Ten football players and a few of their friends squeezed under a small canopy to hide from the hot sun Saturday morning.

They were savoring the limited shade at Marana Middle School and taking a break between football games during the second annual Duel in the Desert football jamboree.

For five hours under the blistering sun, more than 600 middle-schoolers got their chance to play football. Doubling the number of squads from last year, 16 teams played games in the seventh-grade, eighth-grade and lightweight divisions.

In between their three games, the teams scurried for shade and lapped up water to try to stay cool as the temperature rose to triple digits. The players enjoyed seeing their friends on other teams and getting the opportunity to begin the football season.

“It was fun just hanging out with all our friends,” said Bradley Miller, who plays on the offensive line for Marana’s eighth-grade team. “Football is awesome. We were pouring water down our backs, drinking water, taking off our helmets (to stay cool).”

There was no overall winner, but Cross Middle School earned the sportsmanship award determined by the referees. All players on each team were required to participate during the 45-minute scrimmages with a running clock.

Each team was given 10 offensive plays, and the games began at the 35-yard line with no kickoffs and no first downs. Teams played on the main and auxiliary fields at Marana, with two teams playing at one end of each field at the same time. Under umbrellas on the sidelines, their families cheered touchdowns.

“It went pretty well. We did a lot of teamwork,” said Dionte Flores, who plays running back for Flowing Wells’ eighth-grade team. “Our team is altogether, like a big family.”

Running back Stephen Villa, an eighth-grader on Tortolita’s lightweight team, rushed for 50 yards on two carries in a game. His teammate, quarterback Zach Everson, fumbled a snap but picked up the ball and ran for a touchdown in a game against Flowing Wells.

“It was redeeming,” Everson said. “It was fun just to be able to play.”

Tortolita running back Collin Ruffell, a seventh-grader, scored a touchdown on a 35-yard run against Flowing Wells.

“It’s fun playing, hitting, being on the field,” he said.

The Tortolita lightweight team stayed cool by remaining in the shade behind the big bleachers and drinking from two huge water jugs.

Ten Amphitheater players stretched out on the grass under a blue canopy, eating cheeseburgers and resting before their final game.

“It’s nice seeing friends we haven’t seen in a long time,” eighth-grader Vicente Chiquete said.

“We’re coming together as a team,” eighth-grader Brandon Russell added.

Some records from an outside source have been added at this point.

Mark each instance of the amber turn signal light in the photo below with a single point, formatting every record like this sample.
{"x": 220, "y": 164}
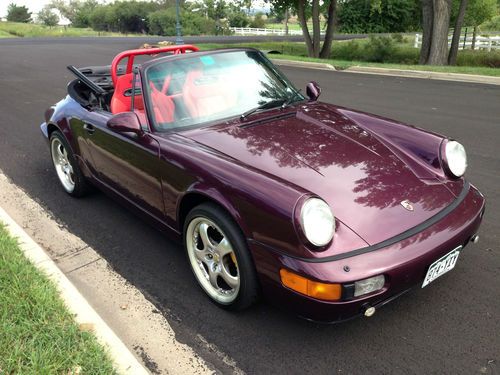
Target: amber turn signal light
{"x": 314, "y": 289}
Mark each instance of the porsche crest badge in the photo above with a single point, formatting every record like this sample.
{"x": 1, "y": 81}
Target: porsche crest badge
{"x": 407, "y": 205}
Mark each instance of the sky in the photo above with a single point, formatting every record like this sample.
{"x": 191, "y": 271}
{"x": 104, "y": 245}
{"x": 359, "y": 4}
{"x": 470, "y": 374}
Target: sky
{"x": 35, "y": 5}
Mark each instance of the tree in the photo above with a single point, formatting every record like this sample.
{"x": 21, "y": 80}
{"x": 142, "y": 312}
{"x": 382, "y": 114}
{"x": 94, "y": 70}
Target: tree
{"x": 435, "y": 26}
{"x": 457, "y": 30}
{"x": 18, "y": 13}
{"x": 48, "y": 17}
{"x": 258, "y": 21}
{"x": 479, "y": 11}
{"x": 306, "y": 9}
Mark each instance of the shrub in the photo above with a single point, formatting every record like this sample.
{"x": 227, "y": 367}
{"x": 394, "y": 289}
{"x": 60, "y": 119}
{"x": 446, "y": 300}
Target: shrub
{"x": 258, "y": 21}
{"x": 379, "y": 49}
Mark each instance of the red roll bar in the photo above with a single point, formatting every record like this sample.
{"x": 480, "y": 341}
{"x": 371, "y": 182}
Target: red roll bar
{"x": 146, "y": 51}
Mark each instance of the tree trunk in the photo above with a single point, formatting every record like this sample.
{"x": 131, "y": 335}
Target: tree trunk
{"x": 286, "y": 21}
{"x": 301, "y": 14}
{"x": 330, "y": 24}
{"x": 452, "y": 57}
{"x": 438, "y": 54}
{"x": 474, "y": 36}
{"x": 427, "y": 11}
{"x": 316, "y": 28}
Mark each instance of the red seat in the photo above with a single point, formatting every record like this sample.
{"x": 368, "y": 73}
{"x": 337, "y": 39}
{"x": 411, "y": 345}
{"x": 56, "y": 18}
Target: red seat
{"x": 206, "y": 95}
{"x": 122, "y": 96}
{"x": 163, "y": 105}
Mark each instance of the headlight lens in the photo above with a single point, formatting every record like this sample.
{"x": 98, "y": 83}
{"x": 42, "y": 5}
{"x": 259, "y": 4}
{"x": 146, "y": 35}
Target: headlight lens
{"x": 369, "y": 285}
{"x": 456, "y": 158}
{"x": 318, "y": 222}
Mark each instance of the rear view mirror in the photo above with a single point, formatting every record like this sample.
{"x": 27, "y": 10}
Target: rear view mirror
{"x": 125, "y": 122}
{"x": 313, "y": 91}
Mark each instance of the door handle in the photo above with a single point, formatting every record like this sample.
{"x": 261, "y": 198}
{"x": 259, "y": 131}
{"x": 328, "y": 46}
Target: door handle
{"x": 89, "y": 128}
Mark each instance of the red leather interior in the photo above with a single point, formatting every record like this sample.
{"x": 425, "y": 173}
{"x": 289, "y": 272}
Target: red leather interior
{"x": 163, "y": 105}
{"x": 206, "y": 95}
{"x": 121, "y": 102}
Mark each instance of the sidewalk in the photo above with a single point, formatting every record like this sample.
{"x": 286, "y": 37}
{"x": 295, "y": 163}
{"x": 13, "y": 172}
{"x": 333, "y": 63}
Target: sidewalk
{"x": 137, "y": 335}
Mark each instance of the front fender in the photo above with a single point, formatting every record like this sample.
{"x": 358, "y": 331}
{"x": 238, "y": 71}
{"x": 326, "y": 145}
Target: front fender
{"x": 213, "y": 194}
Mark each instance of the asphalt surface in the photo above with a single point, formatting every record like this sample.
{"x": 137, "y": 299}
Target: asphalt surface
{"x": 452, "y": 327}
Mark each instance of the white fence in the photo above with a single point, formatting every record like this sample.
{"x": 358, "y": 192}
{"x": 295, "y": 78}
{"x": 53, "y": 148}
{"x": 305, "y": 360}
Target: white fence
{"x": 253, "y": 31}
{"x": 484, "y": 42}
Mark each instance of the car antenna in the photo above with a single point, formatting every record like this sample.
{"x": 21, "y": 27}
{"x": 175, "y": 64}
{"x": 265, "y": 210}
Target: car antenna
{"x": 134, "y": 75}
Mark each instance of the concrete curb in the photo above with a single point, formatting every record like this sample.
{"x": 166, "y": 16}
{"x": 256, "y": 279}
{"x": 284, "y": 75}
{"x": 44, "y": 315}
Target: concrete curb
{"x": 85, "y": 315}
{"x": 425, "y": 74}
{"x": 303, "y": 64}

Cross’ eighth-grade team hung out under a small tree before its final game. The players stretched their hamstrings in preparation.

“We’re getting to play football for the first time this year,” said Tristan Peterson, a fullback and tight end.

Including the players, parents and other spectators, more than 1,000 people attended the jamboree that ran from 7 a.m. until past noon.

“There was a huge amount of people out here,” Marana Middle School assistant principal and co-athletic director Josh Bayne said. “It was cool seeing the Northwest League in one spot.

“It gets every player quality stats. Once the season starts, not every player might play. Here, they do. They play in three games in one day.”

Other schools that participated were Coronado, Wilson and La Cima.